"I want to prove that I can make plays, not just the solid guy who kind of just knows what he's doing," Sutera said. "I want to make some special plays, get some turnovers and be that guy."
There's no time like the present for the Utah State secondary, which is looking for leadership and playmaking anywhere it can get it. With the graduation of three very experienced corners and safety Maurice Alexander and with months to go before new signees join the fold the urgency for the Aggie returners in the defensive backfield is at the forefront of spring practice.
Depth is thin, particularly at corner, but coach Matt Wells has seen plenty of desire from those players who have yet to get many fall snaps. If anything paves the road to more time for them, it will be consistent showings in practice combined with logging hours in their playbooks and film study.

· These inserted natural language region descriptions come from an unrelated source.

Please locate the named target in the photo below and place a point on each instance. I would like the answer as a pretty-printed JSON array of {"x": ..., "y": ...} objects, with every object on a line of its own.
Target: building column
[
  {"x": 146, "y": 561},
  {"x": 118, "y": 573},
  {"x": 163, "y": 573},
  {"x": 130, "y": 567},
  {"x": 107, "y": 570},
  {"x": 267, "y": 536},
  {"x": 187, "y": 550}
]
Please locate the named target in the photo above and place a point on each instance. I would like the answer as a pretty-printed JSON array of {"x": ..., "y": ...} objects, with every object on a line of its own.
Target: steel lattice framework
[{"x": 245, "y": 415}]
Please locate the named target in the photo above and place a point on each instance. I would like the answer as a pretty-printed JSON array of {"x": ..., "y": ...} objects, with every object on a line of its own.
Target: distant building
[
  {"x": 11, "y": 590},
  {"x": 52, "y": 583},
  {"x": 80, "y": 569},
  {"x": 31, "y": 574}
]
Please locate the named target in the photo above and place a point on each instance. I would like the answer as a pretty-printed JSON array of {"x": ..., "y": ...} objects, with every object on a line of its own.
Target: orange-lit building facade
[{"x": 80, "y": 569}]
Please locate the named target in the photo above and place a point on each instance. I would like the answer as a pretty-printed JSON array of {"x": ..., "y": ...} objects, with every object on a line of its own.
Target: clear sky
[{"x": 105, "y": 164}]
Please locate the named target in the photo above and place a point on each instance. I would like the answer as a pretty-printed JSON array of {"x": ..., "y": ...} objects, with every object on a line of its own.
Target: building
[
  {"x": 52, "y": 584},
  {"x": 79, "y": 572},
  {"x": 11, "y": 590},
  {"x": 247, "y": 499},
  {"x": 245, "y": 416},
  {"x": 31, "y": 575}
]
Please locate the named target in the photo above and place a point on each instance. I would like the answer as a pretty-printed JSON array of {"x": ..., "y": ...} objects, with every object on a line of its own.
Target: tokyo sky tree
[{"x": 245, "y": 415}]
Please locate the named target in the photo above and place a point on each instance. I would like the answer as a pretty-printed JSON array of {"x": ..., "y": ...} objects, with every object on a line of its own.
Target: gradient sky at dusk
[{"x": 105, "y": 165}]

"I think the biggest thing that they both need to do is just show day-in and day-out signs of consistency and being in the right place at the right time," Wells said. "That includes understanding all the calls and the adjustments to calls, when motions happen, all the things that are thrown at them."
The lone returning starter in the secondary is senior Brian Suite, who was an all-Mountain West candidate last season despite struggling with a shoulder injury through much of the second half. He led the Aggies with five interceptions last year while also putting in 77 total tackles. Rashard Stewart and Daniel Gray appear to be on track to lock down the corner spots, but that still leaves a number of roles open.
The Aggies signed a number of defensive backs this winter, and some are in mind to compete for spots this fall. Those in camp this spring hope to get a leg up before new recruits set foot on campus.
"It's probably the most important thing, because we've got a head start to get ready for the season," sophomore safety Devin Centers said. "We get out here, we get in our playbooks, we get on the field and make plays. In summer we train, and by the time the season is here, we're all ready to go."
That's how it works in theory, but to truly stand out, the secondary will need to make special plays.
The defense as a whole took a step forward Thursday at practice, as Wells said he thought the unit earned a "complete win" over the offense in team drills. But where the secondary needs to improve is generating turnovers, a strength of the unit in the back end of the season last year.
The Aggie defense had seven more interceptions than opponents in 2013. The glaring fact is that eight of those picks were by players who are now departed. Replacing that production is high on the list of goals for Friday's first spring scrimmage.
But whatever the play is, the returning secondary group knows this: They need to be the ones making it.
"That's our number one goal all spring, to be a physical group," Sutera said. "I think also we want to make plays. Even if it's not a pick, just shedding a block, making a [tackle for loss] those plays need to show up more."